The light tap on his shoulder took him by surprise. It was the chairman's secretary to say that he was wanted on the telephone. "It's the Yard, Mr. Dalgliesh," she said with well-controlled interest as if Hearne and Illingworth's authors were accustomed to calls from the Yard.
He smiled his excuses at Deborah Riscoe and she gave a little resigned shrug of her shoulders.
"I won't be a moment," he said. But even as he threaded his way through the crush of chatterers he knew that he wouldn't be back.
He took the call in a small office next to the boardroom, struggling to the telephone through chairs heaped with manuscripts, rolled galley proofs and dusty files. Hearne and Illingworth fostered an air of old-fashioned leisureliness and general muddle which concealed -- sometimes to their author's discomfiture -- a formidable efficiency and attention to detail.
The familiar voice boomed in his ear.
"That you, Adam? How's the party? Good.

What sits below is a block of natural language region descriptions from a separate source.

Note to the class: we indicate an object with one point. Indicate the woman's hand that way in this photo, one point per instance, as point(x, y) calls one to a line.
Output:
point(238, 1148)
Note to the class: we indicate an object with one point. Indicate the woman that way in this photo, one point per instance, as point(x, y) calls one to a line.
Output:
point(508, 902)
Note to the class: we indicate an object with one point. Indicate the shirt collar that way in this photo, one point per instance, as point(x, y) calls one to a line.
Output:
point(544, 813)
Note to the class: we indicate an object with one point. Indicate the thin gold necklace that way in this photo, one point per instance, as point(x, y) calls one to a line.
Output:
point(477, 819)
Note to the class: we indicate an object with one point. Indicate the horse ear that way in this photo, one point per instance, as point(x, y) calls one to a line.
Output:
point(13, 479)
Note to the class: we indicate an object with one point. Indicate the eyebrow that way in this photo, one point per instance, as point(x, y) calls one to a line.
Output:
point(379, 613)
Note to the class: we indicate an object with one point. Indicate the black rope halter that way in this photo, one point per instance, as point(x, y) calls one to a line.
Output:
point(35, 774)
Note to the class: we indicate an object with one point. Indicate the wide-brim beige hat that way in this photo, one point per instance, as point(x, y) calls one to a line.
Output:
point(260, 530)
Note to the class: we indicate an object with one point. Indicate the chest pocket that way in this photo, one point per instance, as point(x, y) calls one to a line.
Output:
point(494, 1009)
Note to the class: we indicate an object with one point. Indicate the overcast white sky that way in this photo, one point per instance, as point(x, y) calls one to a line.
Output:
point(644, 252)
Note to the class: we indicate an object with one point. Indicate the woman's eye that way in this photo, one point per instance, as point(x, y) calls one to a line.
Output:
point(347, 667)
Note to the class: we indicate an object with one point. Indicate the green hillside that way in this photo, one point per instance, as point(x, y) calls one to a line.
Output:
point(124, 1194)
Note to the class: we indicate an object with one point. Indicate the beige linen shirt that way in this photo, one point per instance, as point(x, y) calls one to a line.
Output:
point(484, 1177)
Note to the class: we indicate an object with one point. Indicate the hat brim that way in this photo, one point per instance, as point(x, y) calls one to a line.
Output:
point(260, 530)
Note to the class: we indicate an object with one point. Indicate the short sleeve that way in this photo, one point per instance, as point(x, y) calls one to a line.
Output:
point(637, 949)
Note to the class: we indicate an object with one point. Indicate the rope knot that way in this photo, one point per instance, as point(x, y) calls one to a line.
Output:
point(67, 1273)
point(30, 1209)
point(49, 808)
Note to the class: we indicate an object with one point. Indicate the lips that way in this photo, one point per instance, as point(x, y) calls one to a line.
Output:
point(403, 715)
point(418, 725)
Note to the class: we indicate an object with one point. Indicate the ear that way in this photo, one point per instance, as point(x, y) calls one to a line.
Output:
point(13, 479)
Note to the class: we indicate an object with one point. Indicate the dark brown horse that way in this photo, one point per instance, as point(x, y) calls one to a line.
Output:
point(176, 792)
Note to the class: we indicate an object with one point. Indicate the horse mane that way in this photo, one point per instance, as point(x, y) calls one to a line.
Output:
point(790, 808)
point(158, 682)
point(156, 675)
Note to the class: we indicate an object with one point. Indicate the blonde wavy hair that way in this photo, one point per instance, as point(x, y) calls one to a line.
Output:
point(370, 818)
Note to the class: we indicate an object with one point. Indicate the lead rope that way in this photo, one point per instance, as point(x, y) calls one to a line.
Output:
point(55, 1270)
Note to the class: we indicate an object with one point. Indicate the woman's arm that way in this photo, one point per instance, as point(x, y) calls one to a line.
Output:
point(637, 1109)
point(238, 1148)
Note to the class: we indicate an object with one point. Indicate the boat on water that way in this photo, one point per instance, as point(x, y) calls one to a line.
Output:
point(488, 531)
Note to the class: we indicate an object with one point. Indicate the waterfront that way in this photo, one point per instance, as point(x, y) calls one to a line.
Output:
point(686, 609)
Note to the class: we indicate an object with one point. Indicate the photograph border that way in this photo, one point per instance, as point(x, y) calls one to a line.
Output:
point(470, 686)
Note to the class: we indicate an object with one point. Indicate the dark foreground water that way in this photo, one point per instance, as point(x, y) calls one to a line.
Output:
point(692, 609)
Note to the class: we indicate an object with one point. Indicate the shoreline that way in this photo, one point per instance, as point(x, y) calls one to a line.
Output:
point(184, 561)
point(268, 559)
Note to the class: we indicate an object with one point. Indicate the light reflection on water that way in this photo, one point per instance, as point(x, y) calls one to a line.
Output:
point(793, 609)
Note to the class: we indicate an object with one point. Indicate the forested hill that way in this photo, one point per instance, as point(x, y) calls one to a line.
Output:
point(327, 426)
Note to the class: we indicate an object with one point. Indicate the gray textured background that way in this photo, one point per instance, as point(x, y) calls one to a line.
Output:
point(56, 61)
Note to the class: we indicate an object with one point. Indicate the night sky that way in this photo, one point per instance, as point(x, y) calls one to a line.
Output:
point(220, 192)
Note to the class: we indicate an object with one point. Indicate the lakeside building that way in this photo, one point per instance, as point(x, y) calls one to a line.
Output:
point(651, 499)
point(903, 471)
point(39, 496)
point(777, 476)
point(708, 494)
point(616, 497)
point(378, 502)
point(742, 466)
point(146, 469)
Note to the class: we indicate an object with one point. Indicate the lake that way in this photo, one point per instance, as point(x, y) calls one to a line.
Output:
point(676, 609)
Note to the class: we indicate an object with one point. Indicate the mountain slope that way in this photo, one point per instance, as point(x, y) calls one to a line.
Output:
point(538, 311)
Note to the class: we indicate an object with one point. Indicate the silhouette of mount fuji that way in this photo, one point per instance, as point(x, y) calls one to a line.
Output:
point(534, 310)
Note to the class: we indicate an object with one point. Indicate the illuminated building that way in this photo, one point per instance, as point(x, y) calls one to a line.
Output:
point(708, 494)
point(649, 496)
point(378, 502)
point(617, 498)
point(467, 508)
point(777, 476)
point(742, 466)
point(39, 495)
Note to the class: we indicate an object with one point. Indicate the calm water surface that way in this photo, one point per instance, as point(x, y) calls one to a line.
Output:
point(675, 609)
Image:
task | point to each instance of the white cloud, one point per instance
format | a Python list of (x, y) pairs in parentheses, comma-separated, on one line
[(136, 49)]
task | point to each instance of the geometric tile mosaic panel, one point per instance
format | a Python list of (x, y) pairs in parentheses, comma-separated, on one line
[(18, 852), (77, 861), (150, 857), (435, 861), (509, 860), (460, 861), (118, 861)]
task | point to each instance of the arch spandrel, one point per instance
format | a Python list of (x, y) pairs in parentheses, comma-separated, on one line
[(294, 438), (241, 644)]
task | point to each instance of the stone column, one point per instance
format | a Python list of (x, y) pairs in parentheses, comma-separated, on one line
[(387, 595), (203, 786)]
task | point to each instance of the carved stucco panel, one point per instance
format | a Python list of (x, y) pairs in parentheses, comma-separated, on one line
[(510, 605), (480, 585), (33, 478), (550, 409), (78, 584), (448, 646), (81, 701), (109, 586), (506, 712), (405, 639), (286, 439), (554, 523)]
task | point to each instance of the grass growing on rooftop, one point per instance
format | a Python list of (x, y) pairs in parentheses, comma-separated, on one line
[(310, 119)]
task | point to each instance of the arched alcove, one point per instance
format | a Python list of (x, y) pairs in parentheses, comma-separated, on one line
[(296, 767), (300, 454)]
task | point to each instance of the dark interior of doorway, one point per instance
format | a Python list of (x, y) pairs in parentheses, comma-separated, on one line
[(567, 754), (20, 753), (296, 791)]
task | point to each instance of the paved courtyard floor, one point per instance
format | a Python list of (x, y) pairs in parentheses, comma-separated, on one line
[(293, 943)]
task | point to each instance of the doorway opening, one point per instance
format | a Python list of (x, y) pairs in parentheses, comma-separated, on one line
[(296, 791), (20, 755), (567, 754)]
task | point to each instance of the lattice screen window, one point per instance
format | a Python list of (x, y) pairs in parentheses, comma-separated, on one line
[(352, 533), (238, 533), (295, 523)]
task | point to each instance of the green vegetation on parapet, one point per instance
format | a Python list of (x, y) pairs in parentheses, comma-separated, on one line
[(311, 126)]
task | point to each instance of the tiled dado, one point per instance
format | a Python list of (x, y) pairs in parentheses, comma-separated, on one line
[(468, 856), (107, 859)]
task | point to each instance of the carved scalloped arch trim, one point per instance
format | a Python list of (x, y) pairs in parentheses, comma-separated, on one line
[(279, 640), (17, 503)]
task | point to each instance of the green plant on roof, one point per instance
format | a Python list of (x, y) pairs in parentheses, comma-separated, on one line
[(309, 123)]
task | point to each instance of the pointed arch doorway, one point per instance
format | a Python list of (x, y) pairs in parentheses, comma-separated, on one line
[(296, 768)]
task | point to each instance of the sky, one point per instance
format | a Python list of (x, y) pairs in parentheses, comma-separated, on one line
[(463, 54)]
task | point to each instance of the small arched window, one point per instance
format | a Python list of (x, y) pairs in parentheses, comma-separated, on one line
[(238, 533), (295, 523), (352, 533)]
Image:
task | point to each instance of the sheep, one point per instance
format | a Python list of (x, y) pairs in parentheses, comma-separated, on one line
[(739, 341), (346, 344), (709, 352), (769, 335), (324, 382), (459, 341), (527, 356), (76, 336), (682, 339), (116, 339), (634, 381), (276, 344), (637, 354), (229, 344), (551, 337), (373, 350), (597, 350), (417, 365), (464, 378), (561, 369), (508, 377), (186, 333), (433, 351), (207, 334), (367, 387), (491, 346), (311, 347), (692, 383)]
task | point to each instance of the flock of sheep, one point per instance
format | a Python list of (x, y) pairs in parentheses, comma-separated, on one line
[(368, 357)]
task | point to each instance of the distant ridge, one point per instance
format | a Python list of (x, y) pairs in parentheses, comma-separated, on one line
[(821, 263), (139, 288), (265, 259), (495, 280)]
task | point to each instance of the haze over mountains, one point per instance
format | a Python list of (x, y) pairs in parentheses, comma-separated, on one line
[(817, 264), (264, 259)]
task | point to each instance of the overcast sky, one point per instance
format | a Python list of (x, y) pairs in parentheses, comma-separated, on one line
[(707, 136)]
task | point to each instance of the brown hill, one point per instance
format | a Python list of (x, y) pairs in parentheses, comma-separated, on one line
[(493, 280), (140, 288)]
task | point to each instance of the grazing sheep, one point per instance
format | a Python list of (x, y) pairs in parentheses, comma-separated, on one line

Sorry to break it up but I'd be grateful if you'd look in over the way. The Steen Clinic, Number 31. You know the place. Upper class neuroses catered for only. It seems that their secretary or administrative officer or what have you has got herself murdered. Bashed on the head in the basement and then stabbed expertly through the heart. The boys are on their way. I've sent you Martin, of course. He'll have your gear with him."